In 1699, the Crimean detachment under the command of Kalga Shahbaz Giray invaded Circassia. In December of the same year, Kalga Shahbaz-Giray was killed in Besleney, in the home of the Kabardian prince Timur-Bulat. In 1700–1701, the Crimean detachments led by Kaplan Giray I attacked Circassia and Kabardia twice. In 1703, the army of the Crimeans and their allies under the leadership of Kalga Gazi Giray occupied Kabardia. Tatars and Nogais engaged in robbery and extortion against Circassians. A general uprising broke out in Kabardia. In 1707, the Crimean Tatars launched a new raid on Kabardia. The Tatars took thousands of cattle, but were defeated by the Kabardians.

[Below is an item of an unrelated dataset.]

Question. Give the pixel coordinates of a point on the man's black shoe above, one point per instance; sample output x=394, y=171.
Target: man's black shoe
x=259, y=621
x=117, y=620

During the reign of Kurghoqo Hatokhshoqo, the famous Battle of Kanzhal (1708) took place, in which the Kabardians defeated a large Tatar-Turkish army led by Qaplan I Giray. This event was of great importance in the history of Circassia and the entire history of the North Caucasus. Many episodes of the Kanzhal battle have been preserved in Adyghe folklore in the form of legends and historical-epic songs in which Kurghoqo Hatokhshoqo is the main character. The Kabardians under his command defended their homeland and preserved their political independence. The war increased Kabardian authority in the Caucasus.

In 1710, the Crimean Tatars and Nogais launched a new raid on Circassia and Kabardia, capturing large numbers of cattle and horses.

=== Death ===
Grand Prince Kurghoqo Hatokhshoqo died in 1709/1710.